Het lijkt erop dat de ascitesvorming zich pas vrij kort voor het laatste consult (bij een collega van beklaagde) heeft geopenbaard. Ovariumcarcinoom is een ziekte die helaas vaak in een laat stadium klachten geeft en/of ontdekt wordt vanwege de lokalisatie in de buikholte.

Het college acht de klachten kennelijk ongegrond. Er wordt dan ook als volgt beslist.

6.    DE BESLISSING

Het college verklaart de klacht kennelijk ongegrond.

Aldus gegeven door P.A.H. Lemaire, voorzitter, M.D. Klein Leugenmors en
A.H.M. van den Nieuwenhof, leden-beroepsgenoten, in tegenwoordigheid van
V.R. Knopper, secretaris.

                                                                                                                 voorzitter

                                                                                                                 secretaris

Tegen deze beslissing kan in de volgende gevallen schriftelijk beroep worden ingesteld bij het Centraal Tuchtcollege voor de Gezondheidszorg:
 

a.         Heeft u de klacht ingediend? Dan kunt u in beroep als

- het college u of uw klacht geheel of gedeeltelijk niet-ontvankelijk heeft verklaard of

- als de klacht geheel of gedeeltelijk ongegrond is verklaard.

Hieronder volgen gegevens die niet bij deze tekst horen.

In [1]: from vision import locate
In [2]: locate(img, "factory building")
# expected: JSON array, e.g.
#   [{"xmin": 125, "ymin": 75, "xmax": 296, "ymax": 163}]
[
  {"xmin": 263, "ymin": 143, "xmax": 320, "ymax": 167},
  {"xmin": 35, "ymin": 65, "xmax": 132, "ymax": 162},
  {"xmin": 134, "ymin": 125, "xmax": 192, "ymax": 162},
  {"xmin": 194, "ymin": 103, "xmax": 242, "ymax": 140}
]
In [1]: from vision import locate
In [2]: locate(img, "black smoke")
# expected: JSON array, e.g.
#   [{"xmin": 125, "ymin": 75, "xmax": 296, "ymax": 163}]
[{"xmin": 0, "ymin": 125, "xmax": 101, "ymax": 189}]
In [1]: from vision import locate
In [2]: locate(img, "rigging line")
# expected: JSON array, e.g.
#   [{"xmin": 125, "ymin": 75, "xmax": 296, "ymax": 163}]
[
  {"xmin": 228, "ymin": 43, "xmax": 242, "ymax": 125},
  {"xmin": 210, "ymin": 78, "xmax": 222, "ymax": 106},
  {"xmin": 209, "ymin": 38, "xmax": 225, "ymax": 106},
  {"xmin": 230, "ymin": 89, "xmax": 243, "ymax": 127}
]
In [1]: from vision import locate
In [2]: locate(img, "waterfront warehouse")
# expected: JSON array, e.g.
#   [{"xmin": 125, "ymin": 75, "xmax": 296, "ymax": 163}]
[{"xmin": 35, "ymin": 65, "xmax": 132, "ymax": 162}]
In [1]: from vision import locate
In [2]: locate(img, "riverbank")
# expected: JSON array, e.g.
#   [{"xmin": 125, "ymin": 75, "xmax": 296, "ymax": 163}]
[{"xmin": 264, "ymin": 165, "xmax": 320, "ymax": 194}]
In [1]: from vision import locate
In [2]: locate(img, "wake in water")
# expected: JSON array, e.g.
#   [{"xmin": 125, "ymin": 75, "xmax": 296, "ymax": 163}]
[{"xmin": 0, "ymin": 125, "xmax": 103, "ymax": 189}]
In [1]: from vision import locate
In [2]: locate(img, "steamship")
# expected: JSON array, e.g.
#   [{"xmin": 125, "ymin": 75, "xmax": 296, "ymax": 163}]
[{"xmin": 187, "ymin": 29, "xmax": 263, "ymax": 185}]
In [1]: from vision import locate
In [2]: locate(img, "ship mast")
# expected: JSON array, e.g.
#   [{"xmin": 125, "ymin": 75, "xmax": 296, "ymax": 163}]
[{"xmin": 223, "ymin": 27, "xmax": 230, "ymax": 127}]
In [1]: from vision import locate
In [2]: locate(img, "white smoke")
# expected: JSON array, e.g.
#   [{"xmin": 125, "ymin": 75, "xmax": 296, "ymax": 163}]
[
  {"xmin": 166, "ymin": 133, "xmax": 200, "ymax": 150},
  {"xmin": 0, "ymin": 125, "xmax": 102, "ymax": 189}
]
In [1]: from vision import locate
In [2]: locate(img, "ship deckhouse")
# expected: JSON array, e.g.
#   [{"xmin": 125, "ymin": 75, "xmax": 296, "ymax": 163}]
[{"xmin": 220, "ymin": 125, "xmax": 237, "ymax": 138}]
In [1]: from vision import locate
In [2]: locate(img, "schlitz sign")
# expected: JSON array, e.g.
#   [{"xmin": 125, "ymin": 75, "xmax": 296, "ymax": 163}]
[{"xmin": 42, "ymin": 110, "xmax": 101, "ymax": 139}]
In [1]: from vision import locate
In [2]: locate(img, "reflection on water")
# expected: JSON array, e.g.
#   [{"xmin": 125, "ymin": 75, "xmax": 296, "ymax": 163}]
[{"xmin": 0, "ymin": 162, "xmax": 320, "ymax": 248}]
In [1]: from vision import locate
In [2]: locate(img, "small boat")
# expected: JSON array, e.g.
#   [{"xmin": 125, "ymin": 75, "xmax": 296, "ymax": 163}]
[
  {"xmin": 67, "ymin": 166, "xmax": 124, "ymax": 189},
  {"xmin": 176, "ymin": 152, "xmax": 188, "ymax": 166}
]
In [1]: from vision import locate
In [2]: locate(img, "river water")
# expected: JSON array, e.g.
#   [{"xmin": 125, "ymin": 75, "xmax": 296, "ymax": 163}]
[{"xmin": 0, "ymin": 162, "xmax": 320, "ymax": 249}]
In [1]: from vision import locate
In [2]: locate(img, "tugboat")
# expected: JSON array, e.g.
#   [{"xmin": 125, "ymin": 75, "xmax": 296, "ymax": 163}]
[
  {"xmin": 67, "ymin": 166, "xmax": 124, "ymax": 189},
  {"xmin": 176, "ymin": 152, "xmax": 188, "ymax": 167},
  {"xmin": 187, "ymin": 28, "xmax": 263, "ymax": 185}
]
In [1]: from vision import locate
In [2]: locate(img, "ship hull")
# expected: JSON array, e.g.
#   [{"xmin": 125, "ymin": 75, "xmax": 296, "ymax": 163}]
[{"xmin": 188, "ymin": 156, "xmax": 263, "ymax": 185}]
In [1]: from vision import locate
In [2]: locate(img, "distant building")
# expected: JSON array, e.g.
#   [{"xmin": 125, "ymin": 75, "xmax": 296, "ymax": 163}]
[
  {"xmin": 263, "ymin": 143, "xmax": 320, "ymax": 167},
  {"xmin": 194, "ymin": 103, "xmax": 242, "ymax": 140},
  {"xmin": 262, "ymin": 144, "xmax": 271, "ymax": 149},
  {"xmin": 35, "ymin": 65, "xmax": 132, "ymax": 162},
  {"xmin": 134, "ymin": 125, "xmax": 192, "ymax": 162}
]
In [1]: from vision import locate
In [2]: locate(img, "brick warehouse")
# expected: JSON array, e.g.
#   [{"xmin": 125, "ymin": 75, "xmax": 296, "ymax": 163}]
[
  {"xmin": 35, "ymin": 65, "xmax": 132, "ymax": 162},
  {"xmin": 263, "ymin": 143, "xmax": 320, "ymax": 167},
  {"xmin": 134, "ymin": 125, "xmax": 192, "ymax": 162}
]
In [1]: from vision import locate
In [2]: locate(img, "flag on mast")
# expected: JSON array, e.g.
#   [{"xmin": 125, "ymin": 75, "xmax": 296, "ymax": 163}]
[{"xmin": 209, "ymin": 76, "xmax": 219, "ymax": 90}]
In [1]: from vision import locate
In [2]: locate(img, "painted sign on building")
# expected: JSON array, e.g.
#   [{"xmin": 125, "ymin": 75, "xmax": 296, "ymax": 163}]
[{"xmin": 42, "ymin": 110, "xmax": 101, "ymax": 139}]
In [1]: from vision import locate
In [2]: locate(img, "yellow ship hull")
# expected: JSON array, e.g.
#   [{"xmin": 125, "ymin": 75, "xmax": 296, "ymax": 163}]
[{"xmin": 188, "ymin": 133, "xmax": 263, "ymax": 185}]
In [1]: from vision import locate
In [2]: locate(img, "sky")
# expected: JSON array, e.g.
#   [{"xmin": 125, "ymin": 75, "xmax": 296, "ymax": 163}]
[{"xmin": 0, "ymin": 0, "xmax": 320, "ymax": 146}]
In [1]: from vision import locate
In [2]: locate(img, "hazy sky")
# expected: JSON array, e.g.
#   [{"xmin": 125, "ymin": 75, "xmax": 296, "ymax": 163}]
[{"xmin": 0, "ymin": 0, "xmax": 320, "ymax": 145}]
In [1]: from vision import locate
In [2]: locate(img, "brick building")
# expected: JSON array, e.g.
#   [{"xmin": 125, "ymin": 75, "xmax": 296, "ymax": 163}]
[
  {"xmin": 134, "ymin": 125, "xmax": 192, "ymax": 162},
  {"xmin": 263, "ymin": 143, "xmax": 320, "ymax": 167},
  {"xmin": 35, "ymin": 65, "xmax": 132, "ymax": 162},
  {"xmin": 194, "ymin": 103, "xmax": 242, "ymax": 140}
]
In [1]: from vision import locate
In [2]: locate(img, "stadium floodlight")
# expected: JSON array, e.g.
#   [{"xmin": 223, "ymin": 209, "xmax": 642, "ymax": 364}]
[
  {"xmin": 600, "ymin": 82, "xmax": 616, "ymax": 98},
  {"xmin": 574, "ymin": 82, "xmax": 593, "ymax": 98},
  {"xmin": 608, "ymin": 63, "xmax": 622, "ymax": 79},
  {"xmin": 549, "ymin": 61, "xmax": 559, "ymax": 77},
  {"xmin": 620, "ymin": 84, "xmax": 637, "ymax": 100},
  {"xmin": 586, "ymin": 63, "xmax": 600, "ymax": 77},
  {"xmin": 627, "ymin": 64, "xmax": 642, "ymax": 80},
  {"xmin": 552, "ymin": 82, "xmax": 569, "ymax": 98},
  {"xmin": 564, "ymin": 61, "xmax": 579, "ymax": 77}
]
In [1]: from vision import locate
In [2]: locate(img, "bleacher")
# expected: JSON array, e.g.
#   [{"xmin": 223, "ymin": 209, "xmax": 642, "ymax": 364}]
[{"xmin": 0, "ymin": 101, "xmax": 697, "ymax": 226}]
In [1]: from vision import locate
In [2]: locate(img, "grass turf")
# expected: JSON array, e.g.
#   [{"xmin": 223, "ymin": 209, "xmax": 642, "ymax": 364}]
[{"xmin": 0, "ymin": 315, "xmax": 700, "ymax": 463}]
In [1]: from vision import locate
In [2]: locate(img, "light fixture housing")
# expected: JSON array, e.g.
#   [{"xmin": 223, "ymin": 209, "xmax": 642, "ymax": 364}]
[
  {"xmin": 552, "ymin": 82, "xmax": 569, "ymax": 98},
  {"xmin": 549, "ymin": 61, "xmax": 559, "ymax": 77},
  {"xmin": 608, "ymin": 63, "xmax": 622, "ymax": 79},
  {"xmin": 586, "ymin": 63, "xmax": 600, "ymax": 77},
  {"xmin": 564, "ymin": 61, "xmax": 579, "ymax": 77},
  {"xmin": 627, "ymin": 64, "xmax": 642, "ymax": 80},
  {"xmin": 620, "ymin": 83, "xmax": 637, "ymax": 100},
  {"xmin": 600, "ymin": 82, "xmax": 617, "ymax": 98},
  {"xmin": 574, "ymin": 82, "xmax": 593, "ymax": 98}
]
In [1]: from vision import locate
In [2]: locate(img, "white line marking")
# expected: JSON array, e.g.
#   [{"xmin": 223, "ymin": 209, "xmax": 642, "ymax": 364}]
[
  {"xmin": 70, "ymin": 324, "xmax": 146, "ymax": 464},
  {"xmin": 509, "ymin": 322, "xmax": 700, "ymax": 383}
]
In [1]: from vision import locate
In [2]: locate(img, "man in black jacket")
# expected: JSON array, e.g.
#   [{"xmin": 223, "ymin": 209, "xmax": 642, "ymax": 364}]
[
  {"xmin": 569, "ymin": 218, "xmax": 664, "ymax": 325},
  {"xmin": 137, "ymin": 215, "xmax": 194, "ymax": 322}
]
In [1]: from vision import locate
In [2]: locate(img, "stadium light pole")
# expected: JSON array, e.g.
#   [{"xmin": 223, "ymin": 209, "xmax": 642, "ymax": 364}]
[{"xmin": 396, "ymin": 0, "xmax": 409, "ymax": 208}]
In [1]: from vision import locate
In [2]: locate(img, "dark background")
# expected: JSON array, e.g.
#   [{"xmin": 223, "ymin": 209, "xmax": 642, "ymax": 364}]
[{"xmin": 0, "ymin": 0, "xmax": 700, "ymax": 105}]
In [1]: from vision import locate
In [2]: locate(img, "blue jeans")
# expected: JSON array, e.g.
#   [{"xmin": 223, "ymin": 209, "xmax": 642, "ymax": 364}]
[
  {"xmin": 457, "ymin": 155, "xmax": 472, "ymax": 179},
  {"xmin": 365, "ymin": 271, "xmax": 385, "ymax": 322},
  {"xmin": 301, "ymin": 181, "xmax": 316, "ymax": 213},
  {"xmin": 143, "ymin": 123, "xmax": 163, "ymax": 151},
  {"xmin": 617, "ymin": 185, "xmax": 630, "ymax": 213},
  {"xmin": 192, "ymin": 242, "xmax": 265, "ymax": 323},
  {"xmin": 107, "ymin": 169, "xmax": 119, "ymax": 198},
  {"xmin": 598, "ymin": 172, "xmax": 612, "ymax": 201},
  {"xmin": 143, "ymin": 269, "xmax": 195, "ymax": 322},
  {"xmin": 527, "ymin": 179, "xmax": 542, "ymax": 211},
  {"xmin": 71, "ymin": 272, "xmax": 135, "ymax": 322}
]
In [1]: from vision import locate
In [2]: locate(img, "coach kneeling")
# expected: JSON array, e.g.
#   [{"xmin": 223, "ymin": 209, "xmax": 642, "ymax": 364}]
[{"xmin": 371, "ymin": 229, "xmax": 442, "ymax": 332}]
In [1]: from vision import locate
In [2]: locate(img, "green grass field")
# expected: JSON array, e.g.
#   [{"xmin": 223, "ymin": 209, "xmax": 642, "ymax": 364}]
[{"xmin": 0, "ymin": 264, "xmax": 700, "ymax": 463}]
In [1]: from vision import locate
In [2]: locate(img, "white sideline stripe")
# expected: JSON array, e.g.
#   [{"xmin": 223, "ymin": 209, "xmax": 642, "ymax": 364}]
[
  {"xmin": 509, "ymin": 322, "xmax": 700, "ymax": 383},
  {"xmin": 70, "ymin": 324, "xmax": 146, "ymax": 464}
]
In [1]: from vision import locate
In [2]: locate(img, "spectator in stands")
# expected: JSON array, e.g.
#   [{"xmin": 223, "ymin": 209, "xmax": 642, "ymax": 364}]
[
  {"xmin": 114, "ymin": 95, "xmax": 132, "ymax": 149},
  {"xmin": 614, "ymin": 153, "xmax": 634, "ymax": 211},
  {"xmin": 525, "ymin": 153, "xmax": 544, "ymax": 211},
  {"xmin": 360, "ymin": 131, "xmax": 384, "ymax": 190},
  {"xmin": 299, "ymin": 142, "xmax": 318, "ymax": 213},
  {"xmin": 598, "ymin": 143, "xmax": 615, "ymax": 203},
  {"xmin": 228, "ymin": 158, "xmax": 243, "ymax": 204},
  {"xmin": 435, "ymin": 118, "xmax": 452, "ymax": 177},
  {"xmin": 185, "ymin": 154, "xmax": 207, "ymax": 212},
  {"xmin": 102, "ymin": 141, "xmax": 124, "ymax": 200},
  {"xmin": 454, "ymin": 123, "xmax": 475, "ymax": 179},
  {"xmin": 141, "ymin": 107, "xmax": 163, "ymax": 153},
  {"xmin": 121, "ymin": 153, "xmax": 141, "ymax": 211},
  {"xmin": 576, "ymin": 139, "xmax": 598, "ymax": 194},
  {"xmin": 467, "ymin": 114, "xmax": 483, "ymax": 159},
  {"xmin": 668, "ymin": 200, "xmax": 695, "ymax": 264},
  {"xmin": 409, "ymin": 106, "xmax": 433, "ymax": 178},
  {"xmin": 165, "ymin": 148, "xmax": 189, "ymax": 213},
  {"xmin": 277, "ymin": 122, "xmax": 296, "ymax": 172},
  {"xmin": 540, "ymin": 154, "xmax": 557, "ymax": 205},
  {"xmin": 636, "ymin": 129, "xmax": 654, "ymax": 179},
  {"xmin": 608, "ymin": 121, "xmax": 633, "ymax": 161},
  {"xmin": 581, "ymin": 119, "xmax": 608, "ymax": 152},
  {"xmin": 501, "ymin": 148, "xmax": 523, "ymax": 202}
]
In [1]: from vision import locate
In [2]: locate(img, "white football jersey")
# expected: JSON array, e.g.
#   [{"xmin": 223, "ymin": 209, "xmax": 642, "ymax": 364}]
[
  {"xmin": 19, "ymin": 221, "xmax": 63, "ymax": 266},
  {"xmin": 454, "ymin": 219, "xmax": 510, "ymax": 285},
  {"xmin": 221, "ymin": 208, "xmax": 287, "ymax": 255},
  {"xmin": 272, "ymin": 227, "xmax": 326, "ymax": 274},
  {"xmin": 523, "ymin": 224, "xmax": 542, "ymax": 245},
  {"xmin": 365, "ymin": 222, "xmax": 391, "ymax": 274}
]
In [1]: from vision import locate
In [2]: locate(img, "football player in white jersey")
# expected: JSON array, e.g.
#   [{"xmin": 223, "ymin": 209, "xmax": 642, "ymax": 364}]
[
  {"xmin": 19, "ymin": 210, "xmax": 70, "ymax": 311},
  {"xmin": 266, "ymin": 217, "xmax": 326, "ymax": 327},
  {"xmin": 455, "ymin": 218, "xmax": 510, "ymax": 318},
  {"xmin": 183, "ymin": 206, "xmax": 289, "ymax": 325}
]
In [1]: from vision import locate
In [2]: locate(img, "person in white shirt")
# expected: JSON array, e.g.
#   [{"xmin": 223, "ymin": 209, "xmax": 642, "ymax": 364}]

Bij een gedeeltelijke niet-ontvankelijkverklaring of een gedeeltelijke ongegrondverklaring kan uw beroep alleen betrekking hebben op dat deel van de beslissing.
 

b.         Is de klacht tegen u gericht? Dan kunt u altijd in beroep.

c.         Ook de inspecteur van de Inspectie Gezondheidszorg en Jeugd kan beroep instellen.

U moet het beroepschrift richten aan het Centraal Tuchtcollege voor de Gezondheidszorg, maar opsturen naar de secretaris van het Regionaal Tuchtcollege voor de Gezondheidszorg te Zwolle/Groningen. Daar moet het zijn ontvangen binnen zes weken nadat de beslissing aan u is verstuurd.

Als u beroep instelt, moet u € 50,- griffierecht betalen aan het Centraal Tuchtcollege voor de Gezondheidszorg. U ontvangt hierover bericht. Als u geheel of gedeeltelijk in het gelijk wordt gesteld, wordt het griffierecht aan u terugbetaald.